Aluminium prices increased by 0.64%, concluding at Rs 261.35, bolstered by apprehensions regarding supply and a resurgence in demand as operational rates improved. Ongoing supply challenges, such as interruptions in Guinea and constrained production in China, supported price levels. China’s manufacturing PMI registered at 49.8, remaining below the critical 50 threshold, indicative of lackluster industrial activity; however, ongoing production constraints persist in providing support for prices.
Chinese aluminium production is approaching its annual limit of 45 million tons, which is likely to restrict additional supply expansion. Meanwhile, the revocation of mining licenses for Guinea Alumina may hinder ore supplies to significant producers like Emirates Global Aluminium. Globally, the supply of aluminium continues to be constrained. The world aluminium market experienced a deficit of 119,900 tons in July and a cumulative deficit of 985,300 tons from January to July 2025, as per reports.

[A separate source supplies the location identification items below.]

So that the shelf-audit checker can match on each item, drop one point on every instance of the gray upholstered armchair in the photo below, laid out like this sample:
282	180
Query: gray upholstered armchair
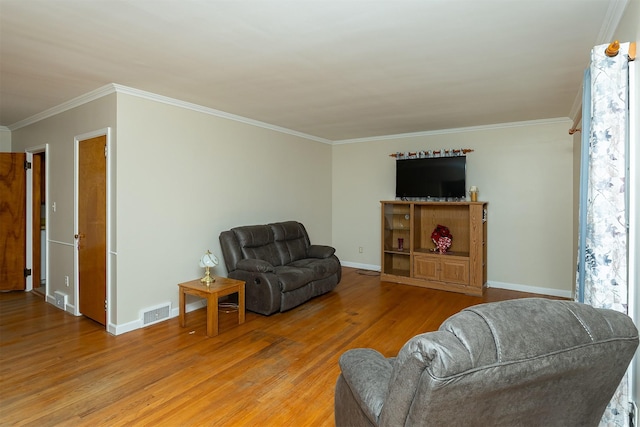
524	362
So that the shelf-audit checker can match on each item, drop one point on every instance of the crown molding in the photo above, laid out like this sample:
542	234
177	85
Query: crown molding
213	112
116	88
457	130
65	106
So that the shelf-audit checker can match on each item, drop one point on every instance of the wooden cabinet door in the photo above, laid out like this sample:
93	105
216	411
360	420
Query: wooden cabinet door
425	267
454	271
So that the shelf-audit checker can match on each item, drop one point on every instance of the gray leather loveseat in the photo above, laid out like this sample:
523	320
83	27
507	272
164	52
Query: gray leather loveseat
280	267
524	362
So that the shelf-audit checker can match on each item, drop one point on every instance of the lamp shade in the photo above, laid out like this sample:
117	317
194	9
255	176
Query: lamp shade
208	260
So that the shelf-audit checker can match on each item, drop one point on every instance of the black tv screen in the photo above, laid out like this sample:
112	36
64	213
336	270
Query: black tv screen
431	177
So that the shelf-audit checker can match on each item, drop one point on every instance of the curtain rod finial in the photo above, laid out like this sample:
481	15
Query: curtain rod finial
613	49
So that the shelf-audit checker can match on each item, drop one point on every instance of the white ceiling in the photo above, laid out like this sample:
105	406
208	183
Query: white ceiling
335	70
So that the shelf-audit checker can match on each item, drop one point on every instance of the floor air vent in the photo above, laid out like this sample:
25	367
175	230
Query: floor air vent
156	314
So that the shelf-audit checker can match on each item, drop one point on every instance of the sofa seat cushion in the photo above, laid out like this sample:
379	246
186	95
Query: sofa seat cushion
293	277
321	268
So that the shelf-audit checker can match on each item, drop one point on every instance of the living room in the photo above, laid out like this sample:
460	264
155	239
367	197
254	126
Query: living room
179	174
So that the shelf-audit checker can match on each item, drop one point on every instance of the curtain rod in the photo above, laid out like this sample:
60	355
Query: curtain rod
610	51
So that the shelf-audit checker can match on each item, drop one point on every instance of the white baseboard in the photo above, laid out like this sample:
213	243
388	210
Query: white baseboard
362	266
530	289
137	324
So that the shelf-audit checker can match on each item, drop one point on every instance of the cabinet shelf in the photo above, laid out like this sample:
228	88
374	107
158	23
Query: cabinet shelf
462	269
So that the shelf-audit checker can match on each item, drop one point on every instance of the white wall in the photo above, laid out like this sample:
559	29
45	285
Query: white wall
524	171
184	176
5	140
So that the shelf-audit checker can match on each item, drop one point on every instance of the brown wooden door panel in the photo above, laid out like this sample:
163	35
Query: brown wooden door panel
13	193
92	234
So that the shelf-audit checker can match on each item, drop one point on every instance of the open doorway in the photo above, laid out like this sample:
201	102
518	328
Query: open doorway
37	221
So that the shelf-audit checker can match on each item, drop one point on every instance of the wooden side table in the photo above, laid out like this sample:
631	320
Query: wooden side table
221	287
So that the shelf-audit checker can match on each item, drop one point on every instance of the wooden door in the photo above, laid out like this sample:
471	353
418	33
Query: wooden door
37	197
13	241
92	229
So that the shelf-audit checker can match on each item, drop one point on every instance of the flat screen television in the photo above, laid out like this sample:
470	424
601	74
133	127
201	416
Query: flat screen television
439	178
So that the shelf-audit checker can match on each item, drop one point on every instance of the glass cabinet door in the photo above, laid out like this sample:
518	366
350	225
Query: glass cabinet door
396	235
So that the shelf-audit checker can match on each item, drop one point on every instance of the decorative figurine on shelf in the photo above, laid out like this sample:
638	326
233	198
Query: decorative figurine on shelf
442	238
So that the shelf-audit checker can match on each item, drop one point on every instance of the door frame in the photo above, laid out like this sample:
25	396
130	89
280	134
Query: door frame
110	250
29	213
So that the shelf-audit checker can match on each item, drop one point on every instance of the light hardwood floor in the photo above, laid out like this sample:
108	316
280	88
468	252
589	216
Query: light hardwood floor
57	369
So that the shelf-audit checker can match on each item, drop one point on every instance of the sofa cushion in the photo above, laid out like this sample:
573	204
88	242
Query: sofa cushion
291	241
292	277
257	241
321	268
320	251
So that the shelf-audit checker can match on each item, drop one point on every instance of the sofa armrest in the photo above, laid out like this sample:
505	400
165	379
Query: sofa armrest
254	265
320	251
367	373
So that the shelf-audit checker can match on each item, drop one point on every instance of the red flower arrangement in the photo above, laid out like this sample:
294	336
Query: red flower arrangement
442	238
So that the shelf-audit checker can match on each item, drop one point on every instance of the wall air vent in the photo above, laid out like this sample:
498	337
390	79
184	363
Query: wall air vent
61	300
156	314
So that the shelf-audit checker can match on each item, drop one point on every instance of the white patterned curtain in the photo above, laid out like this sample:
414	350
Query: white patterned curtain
602	279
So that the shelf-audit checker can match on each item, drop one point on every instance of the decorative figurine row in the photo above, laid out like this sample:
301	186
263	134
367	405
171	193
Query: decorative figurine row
444	152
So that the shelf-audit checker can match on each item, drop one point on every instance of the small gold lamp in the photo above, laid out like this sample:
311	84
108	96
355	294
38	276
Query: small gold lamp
207	261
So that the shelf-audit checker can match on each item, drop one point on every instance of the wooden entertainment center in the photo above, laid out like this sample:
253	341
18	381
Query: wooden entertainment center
461	269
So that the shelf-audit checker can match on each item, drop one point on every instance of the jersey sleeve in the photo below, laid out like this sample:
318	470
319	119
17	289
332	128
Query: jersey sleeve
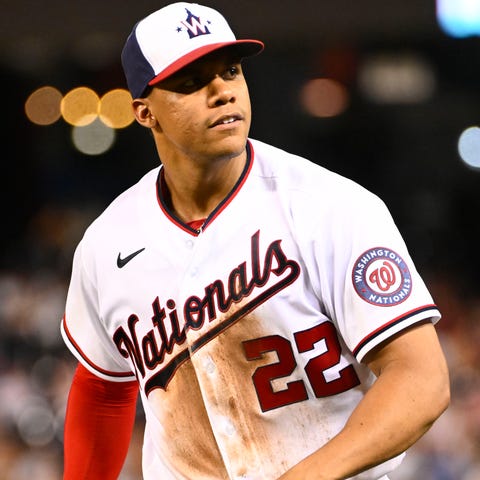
375	291
82	328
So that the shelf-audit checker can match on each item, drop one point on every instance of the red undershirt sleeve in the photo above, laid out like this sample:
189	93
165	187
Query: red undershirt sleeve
98	426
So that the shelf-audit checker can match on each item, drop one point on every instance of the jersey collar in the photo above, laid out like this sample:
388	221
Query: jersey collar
163	197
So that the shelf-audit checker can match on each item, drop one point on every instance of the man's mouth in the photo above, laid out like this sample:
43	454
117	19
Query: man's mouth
226	120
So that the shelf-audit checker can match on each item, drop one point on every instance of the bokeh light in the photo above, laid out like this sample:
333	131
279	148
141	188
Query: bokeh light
397	78
115	108
324	97
43	106
93	139
459	18
469	146
79	107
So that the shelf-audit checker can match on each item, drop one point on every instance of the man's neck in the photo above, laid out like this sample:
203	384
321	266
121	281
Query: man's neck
195	191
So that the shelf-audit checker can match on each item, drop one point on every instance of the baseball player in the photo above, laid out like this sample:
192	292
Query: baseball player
266	310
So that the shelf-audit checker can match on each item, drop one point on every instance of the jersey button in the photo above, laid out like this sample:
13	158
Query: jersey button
209	366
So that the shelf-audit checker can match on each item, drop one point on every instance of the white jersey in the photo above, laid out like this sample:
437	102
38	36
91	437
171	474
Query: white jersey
246	336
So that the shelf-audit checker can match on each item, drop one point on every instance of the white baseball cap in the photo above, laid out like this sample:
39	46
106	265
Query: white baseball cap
174	36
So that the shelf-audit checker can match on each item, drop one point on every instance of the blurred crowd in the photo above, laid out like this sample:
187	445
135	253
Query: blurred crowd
36	369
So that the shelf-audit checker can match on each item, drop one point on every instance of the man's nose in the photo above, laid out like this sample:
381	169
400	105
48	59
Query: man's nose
221	91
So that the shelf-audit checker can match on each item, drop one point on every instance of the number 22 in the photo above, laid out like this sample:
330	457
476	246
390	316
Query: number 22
296	391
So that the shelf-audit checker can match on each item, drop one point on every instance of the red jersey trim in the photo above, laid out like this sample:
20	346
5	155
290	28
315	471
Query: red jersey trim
92	365
369	338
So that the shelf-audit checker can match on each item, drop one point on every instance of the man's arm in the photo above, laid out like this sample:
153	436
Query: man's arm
411	392
98	426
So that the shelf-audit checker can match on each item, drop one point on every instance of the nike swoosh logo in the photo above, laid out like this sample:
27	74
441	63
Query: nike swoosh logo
121	262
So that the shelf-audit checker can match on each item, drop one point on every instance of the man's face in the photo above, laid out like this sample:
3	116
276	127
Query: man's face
203	111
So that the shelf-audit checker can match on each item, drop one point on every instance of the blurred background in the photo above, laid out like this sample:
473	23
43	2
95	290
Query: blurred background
384	92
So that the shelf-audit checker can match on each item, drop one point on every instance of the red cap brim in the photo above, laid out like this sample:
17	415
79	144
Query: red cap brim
245	48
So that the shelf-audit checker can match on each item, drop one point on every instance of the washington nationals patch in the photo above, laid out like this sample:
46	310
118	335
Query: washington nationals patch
381	277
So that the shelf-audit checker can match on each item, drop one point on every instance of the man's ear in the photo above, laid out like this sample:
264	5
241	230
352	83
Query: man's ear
142	113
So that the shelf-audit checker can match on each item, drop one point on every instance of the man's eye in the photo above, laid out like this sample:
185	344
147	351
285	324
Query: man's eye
232	72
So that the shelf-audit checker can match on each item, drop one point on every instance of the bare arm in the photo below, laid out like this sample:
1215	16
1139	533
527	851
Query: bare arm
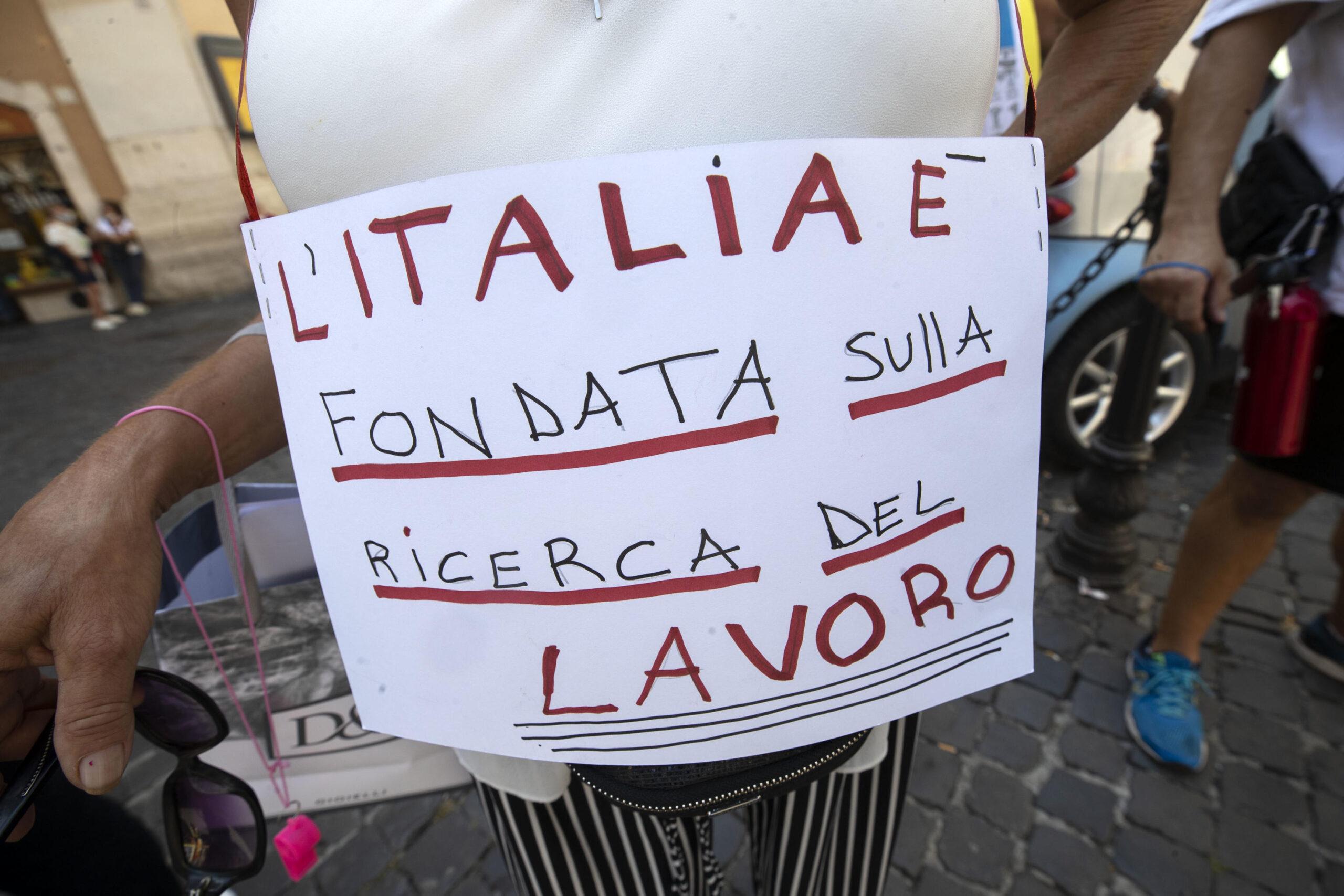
1097	68
80	563
1221	94
239	8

LME aluminium inventories experienced a significant decline of nearly 100,000 tons, reaching 375,000 in early September, driven by speculative buying and robust physical demand. Global primary aluminium output experienced a slight increase of 0.9% year-on-year in August, reaching 6.277 million tons, with China’s production rising by 1.22% year-on-year during the same month. In July, China exported 542,000 tons of unwrought aluminium, whereas imports in August experienced a year-on-year increase of 12.9%, reaching 320,000 tons, which suggests strong domestic consumption.
Aluminium is currently experiencing new buying activity, as evidenced by a 2.55% increase in open interest, reaching 4,590 lots. The metal exhibits support at Rs 259.2; a decline beneath this level may lead to a test of Rs 257. Conversely, resistance is identified at Rs 263.8, with a breach above this threshold potentially driving prices toward Rs 266.2.